Harvester Combine Turned Marketing Medium
Lowen Corporation wraps AGCO's combines to increase brand awareness.
Crop harvesting has come a long way since the days of the earliest combines, first patented in the US back in 1835. Today, combines have shifted from being horse-drawn to being mechanically horse-powered, and they’re equipped with technology such as data collection, yield-mapping, and hands-free, auto-steering.
Now, with the help of vehicle wraps, the harvester combine is also adding “marketing engine” to its growing list of capabilities.
The idea to use harvesters as a means of branding sprung from airplane small talk. On a plane back home to Kansas, Lowen Corporation senior account manager Jim Pool couldn’t help but notice his seatmate’s photos of combine harvesters displayed on his laptop.
“Have you thought about wrapping those in graphics?” Pool asked Kevin Cobb, product marketing manager of AGCO Corporation, a crop-harvest equipment company. “You could really increase your brand awareness.”
The informal chitchat led to a couple of phone calls and then a face-to-face meeting. From there, AGCO decided that, with the help of Lowen Corporation, it would spruce up its combine harvesters to be better represented at tradeshows.
“AGCO came up with the first design – flags. We tweaked the design to make it appear as though the flags were waving,” says Pool. Once the graphics were laid out to size in the design, AGCO opted to not have the flags carry over to the rear of the combines – but instead, to have the text read, ‘Your Country, Your Combine.’ “This worked out well, and we made the stripes from the flag fade out going to the rear of the combines.”
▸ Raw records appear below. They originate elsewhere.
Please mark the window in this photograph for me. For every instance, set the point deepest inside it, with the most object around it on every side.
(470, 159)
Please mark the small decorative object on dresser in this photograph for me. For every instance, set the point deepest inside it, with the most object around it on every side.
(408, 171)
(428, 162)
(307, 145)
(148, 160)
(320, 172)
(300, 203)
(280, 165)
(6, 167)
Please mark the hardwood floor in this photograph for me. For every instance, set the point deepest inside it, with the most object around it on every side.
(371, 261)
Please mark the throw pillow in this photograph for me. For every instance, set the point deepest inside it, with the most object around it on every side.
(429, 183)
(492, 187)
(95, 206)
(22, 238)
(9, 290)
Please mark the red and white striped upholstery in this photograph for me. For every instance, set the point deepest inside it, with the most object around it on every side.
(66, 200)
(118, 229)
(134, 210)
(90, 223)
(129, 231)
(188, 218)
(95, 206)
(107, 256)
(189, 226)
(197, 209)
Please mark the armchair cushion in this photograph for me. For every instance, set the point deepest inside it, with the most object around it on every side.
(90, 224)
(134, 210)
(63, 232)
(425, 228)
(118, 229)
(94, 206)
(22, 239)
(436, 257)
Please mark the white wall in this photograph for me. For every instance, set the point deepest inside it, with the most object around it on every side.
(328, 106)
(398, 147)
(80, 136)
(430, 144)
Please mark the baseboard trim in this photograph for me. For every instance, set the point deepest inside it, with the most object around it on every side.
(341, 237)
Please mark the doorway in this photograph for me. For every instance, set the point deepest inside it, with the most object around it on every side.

The shop output the wraps onto 3M Controltac IJ180-CV3 vinyl with 3M Scotchcal 8519 Luster laminate, using an HP Turbojet printer. Two in-house Lowen and 3M-certified installers took a trip to AGCO in Hesston, Kansas, to wrap the combines. “Wrapping combines isn’t much different than wrapping a vehicle. We utilized the same techniques as if we were wrapping an HHR (heritage high roof) at our own facility,” says Ray Carlson, installer for Lowen.
The combine’s height did pose some problems during installation – the team’s ladders simply were not tall enough. The solution: The installers took to the combine’s giant wheels and were able to successfully wrap the vehicle in its entirety.